И так они стояли, обнявшись, в коридоре, и ревели в десять ручьев. Я захотел убежать в ванную (я знал, что мы с Мишей там уже не встретимся – черт его знает, отчего), но мне стало невыносимо стыдно и мои ноги приросли к полу – теперь я дерево, я не буду больше ходить, и поделом.
Отец совершенно растерялся. Он всегда теряется, если при нем кто-то плачет, особенно если это не мама (когда мама плачет, отец всегда думает, что это она не плачет, а что-нибудь другое делает – например, чихает, или хохочет, или отчитывает его за нарочно криво повязанный галстук, или взбивает варенье в утреннюю пену, или поет что-то фальшивое).
Мишель вдруг затихла, отстранилась от тети Гули и пошла к отцу – медленными, тяжелыми шагами, как зомби. Повисла на нем и продолжила рыдать. Она точно беременная, понял я, дело плохо, все беременные женщины ведут себя с отцом именно так.
Тогда мама тоже заплакала – потому что у нее на отца вообще никаких шансов не осталось; она догадалась, что он скоро станет дедушкой, у него появятся внуки, а у нее что? А она никем не станет. У нее никто не появится.

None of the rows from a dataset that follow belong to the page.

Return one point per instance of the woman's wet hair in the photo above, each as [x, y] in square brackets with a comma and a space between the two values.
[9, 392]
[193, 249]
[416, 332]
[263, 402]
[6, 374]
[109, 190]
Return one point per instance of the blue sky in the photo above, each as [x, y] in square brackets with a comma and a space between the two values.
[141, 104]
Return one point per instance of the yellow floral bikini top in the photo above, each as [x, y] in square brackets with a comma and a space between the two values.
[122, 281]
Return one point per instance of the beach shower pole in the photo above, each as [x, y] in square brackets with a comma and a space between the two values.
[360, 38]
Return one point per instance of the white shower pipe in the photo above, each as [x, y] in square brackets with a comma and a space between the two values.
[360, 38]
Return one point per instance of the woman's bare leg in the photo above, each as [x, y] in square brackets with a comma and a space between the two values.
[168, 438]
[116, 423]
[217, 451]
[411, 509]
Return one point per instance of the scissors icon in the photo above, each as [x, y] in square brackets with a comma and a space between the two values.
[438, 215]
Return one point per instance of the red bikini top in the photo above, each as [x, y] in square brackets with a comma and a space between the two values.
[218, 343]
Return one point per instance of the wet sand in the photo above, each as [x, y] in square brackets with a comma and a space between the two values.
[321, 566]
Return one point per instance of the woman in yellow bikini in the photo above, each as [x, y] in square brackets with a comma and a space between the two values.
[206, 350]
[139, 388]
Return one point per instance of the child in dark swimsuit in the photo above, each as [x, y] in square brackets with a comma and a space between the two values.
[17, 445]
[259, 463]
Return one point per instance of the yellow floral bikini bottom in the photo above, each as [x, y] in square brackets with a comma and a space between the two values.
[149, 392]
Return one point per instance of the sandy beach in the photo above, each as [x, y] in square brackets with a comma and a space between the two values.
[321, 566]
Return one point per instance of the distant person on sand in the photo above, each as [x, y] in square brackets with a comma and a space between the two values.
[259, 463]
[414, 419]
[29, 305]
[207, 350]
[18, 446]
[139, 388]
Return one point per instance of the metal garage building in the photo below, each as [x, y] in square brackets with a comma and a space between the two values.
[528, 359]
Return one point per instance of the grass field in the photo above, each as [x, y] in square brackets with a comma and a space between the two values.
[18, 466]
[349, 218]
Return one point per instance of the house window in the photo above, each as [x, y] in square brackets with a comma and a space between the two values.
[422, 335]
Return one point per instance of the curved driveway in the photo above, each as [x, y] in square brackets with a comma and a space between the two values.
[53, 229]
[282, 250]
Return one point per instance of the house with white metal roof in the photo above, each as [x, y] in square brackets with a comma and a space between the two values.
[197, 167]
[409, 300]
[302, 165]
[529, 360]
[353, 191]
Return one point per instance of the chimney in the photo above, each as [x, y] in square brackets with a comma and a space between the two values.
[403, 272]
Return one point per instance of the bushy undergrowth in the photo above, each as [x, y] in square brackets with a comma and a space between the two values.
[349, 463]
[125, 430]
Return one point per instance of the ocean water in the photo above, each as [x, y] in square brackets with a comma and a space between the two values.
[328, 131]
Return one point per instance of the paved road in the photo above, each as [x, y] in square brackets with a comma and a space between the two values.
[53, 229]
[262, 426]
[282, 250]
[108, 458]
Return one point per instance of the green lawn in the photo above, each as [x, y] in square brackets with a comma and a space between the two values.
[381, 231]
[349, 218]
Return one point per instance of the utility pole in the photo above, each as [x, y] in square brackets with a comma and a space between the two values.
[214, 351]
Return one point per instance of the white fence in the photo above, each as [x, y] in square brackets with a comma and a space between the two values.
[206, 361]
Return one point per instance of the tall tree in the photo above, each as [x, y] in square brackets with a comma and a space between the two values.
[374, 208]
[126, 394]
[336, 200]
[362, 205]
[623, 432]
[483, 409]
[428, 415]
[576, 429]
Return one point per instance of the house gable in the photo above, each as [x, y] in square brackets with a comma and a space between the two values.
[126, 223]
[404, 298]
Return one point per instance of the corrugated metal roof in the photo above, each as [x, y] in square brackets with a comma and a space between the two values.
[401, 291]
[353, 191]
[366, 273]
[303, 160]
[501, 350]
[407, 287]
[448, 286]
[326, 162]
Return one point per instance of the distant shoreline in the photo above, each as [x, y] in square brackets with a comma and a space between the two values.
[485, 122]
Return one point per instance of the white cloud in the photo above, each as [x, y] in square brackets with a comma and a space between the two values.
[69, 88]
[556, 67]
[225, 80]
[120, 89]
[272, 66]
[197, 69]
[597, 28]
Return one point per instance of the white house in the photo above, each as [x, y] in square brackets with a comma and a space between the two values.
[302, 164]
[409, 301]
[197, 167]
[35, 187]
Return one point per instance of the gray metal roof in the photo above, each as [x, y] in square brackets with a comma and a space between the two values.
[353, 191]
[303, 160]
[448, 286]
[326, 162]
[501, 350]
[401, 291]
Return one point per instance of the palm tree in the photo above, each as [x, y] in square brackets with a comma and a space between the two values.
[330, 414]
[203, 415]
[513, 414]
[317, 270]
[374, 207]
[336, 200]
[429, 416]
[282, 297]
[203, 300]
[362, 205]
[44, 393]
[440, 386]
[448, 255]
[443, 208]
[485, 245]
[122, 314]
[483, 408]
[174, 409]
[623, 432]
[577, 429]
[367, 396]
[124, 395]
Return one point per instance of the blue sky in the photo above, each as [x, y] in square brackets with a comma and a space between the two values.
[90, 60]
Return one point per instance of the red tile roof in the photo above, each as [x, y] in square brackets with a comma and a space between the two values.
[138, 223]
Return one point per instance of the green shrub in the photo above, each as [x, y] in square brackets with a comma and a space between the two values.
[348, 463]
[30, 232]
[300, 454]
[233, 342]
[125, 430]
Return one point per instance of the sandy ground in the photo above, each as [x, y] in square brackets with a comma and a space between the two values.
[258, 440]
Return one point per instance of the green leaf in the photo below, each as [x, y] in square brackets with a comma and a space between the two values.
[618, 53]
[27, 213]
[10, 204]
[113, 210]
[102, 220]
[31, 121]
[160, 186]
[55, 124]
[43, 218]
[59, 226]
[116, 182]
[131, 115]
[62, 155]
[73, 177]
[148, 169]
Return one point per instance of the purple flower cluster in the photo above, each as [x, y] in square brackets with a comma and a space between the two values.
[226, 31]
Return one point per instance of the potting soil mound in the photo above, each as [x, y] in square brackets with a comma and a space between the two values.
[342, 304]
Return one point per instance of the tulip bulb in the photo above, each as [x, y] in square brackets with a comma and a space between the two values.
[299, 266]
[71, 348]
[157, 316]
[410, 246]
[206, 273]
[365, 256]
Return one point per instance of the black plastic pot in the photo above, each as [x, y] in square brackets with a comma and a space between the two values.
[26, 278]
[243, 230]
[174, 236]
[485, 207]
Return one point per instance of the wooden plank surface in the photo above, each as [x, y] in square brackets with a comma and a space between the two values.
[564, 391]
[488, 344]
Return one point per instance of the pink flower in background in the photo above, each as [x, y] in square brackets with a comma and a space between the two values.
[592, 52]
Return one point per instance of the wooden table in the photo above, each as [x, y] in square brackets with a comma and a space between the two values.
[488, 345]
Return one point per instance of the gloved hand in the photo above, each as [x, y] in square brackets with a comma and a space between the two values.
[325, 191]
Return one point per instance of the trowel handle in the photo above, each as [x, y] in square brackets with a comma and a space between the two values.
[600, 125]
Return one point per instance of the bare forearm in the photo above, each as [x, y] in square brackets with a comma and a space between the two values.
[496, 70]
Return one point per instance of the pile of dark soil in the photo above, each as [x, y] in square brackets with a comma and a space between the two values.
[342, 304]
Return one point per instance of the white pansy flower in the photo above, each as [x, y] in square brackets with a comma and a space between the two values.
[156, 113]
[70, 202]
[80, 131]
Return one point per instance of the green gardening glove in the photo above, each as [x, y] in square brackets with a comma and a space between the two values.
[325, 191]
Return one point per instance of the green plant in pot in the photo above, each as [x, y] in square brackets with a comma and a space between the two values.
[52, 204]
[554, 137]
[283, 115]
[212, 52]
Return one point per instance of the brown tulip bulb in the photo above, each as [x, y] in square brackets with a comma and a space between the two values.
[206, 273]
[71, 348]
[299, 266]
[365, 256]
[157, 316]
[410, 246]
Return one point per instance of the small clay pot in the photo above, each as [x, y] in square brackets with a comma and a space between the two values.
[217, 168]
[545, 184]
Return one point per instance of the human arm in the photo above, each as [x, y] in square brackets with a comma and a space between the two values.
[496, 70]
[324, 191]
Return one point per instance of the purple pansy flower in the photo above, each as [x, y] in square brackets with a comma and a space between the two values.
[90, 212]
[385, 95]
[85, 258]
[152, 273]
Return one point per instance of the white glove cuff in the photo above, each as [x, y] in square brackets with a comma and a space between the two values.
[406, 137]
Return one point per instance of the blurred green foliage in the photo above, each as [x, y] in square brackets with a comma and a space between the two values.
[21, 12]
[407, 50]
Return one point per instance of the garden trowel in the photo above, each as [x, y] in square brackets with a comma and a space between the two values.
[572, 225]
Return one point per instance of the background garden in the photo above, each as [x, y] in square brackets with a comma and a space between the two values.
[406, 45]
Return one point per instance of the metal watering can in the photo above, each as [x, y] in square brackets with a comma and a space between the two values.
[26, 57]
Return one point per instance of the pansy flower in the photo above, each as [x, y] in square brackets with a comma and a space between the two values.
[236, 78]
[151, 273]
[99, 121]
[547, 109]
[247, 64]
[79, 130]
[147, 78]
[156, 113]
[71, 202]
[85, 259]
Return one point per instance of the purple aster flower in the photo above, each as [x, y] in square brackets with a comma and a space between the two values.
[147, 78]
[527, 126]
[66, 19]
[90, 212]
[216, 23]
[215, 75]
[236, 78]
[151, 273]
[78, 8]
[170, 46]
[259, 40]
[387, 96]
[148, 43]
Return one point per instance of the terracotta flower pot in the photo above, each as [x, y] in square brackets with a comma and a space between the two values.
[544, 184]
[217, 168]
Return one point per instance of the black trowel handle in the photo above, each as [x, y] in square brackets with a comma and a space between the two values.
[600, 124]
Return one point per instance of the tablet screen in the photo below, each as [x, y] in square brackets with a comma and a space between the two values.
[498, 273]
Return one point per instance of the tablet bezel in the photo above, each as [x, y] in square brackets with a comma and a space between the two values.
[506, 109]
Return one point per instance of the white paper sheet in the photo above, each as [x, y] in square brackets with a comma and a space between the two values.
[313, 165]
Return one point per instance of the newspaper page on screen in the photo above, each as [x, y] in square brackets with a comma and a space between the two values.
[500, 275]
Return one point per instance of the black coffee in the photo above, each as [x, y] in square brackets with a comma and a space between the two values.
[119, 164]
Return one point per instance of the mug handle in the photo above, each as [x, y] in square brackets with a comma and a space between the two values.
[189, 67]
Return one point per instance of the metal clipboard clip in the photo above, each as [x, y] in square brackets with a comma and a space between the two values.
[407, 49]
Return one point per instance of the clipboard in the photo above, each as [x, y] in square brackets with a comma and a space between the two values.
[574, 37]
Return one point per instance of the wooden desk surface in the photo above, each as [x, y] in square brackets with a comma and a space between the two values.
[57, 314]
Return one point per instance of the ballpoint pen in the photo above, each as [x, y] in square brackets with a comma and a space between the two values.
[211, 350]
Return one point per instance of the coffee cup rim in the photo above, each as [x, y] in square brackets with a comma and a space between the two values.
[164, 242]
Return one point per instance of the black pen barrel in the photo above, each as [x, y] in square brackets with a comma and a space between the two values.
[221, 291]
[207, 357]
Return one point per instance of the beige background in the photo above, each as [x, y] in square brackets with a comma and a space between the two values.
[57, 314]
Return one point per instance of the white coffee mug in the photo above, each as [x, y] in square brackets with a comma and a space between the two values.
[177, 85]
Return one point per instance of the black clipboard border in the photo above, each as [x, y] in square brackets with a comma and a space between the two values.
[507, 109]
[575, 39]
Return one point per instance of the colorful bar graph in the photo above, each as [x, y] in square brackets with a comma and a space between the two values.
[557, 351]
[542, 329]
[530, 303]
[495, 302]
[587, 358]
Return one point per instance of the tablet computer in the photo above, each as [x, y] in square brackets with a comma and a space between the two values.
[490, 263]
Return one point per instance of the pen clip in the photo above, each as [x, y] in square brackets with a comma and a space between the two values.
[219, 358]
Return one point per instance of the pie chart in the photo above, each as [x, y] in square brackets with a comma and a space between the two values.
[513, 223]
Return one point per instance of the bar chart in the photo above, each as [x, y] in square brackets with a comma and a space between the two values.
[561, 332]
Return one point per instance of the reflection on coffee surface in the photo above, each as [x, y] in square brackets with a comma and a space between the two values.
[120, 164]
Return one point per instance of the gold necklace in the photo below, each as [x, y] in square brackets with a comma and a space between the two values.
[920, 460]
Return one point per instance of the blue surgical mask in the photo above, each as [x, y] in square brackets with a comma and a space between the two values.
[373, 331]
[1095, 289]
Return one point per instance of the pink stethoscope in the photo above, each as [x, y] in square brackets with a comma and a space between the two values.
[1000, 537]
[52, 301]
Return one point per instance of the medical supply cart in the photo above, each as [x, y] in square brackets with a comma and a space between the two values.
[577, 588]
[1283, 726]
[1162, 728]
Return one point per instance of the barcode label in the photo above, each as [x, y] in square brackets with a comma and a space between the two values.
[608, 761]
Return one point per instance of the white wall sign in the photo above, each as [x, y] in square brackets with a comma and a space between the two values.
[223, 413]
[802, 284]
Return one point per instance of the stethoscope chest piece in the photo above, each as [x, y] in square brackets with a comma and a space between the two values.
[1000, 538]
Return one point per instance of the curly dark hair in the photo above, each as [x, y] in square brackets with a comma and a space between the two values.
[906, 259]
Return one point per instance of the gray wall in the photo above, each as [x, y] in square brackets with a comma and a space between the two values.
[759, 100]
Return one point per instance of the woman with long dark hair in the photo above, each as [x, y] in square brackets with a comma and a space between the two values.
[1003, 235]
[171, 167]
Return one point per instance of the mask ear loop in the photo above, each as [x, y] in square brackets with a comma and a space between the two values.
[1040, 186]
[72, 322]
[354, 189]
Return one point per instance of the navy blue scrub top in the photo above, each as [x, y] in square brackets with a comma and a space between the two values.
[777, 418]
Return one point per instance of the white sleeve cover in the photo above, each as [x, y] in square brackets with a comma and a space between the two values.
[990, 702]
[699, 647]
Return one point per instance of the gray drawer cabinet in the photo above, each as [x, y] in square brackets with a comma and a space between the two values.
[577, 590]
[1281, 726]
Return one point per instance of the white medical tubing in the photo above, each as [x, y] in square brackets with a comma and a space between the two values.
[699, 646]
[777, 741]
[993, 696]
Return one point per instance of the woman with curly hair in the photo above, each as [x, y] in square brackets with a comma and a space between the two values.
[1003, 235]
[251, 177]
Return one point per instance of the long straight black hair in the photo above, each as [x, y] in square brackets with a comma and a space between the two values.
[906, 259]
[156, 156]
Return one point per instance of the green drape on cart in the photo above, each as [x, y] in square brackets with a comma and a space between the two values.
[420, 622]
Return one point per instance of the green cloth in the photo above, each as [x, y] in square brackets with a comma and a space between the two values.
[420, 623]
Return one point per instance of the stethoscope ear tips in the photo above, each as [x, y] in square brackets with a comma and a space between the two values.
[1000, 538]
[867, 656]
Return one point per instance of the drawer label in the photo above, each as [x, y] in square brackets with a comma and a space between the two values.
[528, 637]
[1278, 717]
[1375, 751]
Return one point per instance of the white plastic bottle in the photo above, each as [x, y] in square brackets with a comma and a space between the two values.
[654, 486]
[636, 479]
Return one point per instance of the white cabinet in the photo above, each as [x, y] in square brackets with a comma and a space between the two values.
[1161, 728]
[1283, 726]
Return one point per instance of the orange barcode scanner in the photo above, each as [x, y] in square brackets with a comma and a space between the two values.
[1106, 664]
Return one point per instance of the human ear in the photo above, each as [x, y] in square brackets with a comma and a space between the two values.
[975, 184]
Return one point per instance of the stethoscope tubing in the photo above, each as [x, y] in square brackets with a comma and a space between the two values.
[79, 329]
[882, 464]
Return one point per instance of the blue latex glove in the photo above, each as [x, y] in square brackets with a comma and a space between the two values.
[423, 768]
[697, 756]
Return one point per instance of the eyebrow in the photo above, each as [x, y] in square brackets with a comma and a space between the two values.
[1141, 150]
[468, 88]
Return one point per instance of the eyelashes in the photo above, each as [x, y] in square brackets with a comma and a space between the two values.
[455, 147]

Тогда я обнял маму и тоже заплакал, потому что уже просто неудобно было как-то так стоять и смотреть на этот грустный звериный цирк, думая о том, какого хрена я вообще продавал велосипед, я еще дитя, моя взрослость оказалась целиком выдуманной, мог целое лето кататься, еще ведь практически начало августа только, а сентябрь – тоже лето, и октябрь иногда лето. Вообще, вся эта ситуация с коридорными слезами наверняка могла привести к окончательному пониманию и примирению. Я надеялся, что все теперь так и будет: во всяком случае, настала какая-то кромешная ясность. Даже беременность Миши больше не была тайной – мама застенчиво прикоснулась к ее распухшим ногам, обвившим отцовские брюки, и сказала: «Мальчик. Внук у тебя будет» – отец, казалось, это услышал, понял и осознал.